Ricardo Moratelli observa que, devido à provável origem silvestre do Sars-CoV-2 e os morcegos serem apontados como possíveis reservatórios do vírus, por serem importantes hospedeiros de outros coronavírus geneticamente próximos ao Sars-CoV-2, houve pânico em relação aos morcegos e à Covid-19. Entretanto, as evidências ainda são inconclusivas e indicam apenas que o vírus tem origem na fauna silvestre e que é geneticamente próximo de outros coronavírus que circulam em morcegos e no pangolim. Ele destaca que outros vírus de potencial zoonótico circulam em morcegos que, juntamente com os roedores, estão entre os principais reservatórios de vírus de potencial zoonótico. Portanto, ao invés de exterminá-los, a melhor estratégia é manter as populações de animais em seus habitats naturais, que devem ser bem preservados para que se mantenha o equilíbrio ecológico entre parasitas e hospedeiros. 

Também chama atenção para o papel ecológico fundamental dos morcegos na natureza. Em determinadas regiões eles têm importância para a agricultura e à saúde pública, pois são controladores naturais de muitas espécies de insetos que são pragas agrícolas e vetores de agentes infecciosos. Além disso, são dispersores de sementes, os principais recuperadores de áreas degradadas em floretas tropicais, como a Amazônia, e polinizadores de variedades naturais de plantas de importância econômica (banana, manga, caju, pitáia, durian – fruta do mesmo grupo do hibisco e do quiabo, e agave-azul – planta da tequila). 
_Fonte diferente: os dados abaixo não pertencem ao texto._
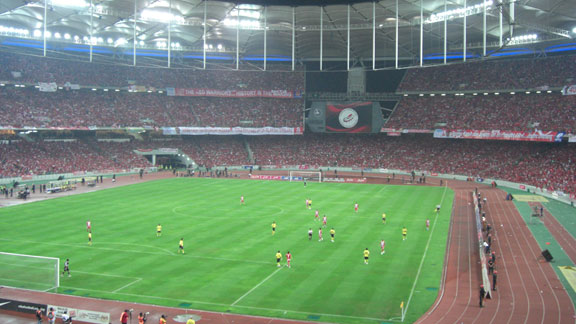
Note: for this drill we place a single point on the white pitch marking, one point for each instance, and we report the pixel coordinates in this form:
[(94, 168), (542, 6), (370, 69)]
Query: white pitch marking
[(254, 288)]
No artigo Bats and zoonotic viruses: can we confidently link bats with emerging deadly viruses? (Morcegos e vírus zoonóticos: podemos seguramente associar os morcegos a vírus emergentes mortais?), publicado no periódico Memorias do Instituto Oswaldo Cruz e escrito por Moratelli e Charles H. Calisher, da Universidade do Estadual do Colorado (EUA), uma das conclusões é que não há evidências cientificas disponíveis para fazer tal associação. 
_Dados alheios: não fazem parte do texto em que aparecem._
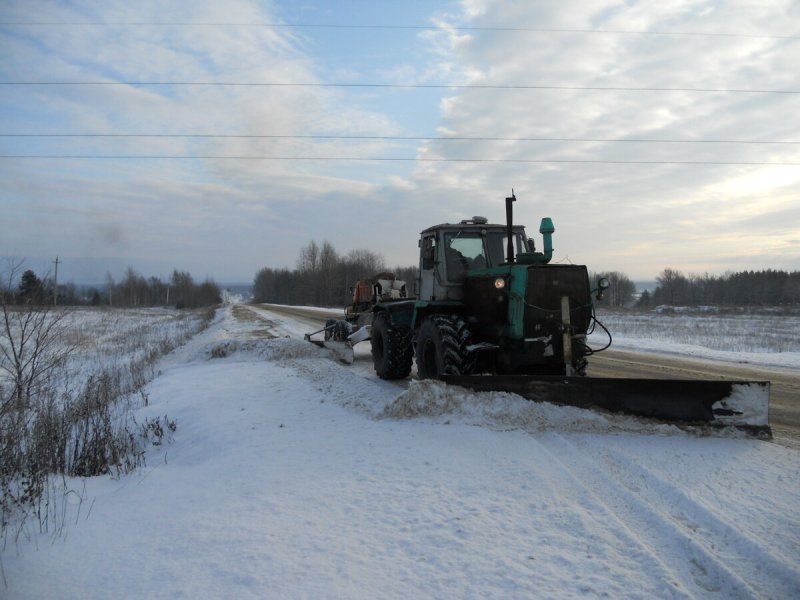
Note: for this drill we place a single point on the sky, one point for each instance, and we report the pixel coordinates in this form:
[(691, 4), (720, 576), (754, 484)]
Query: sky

Não é possível associar diretamente os morcegos a viroses emergentes, exceto a raiva. Mesmo que tenham sido detectados mais de 200 vírus, alguns com potencial mortal, as conexões entre eles, os morcegos e as doenças humanas vêm sendo baseadas mais em suposições e especulações do que em evidências científicas. Novos estudos realizados neste campo poderão encontrar evidências para desmistificar especulações e mostrar como realmente ocorrem as dinâmicas de transmissão de coronavírus em geral e outros vírus em morcegos e em outros animais, além dos cenários ecológicos que favorecem a transferência de um parasita de um hospedeiro para outro. É nesta direção que o trabalho realizado pelos pesquisadores da Fiocruz Mata Atlântica e das demais instituições envolvidas se desenvolve. A busca é por evidências científicas, pois são elas que ajudam a evitar tanto a desinformação como a conter a crise sanitária instalada.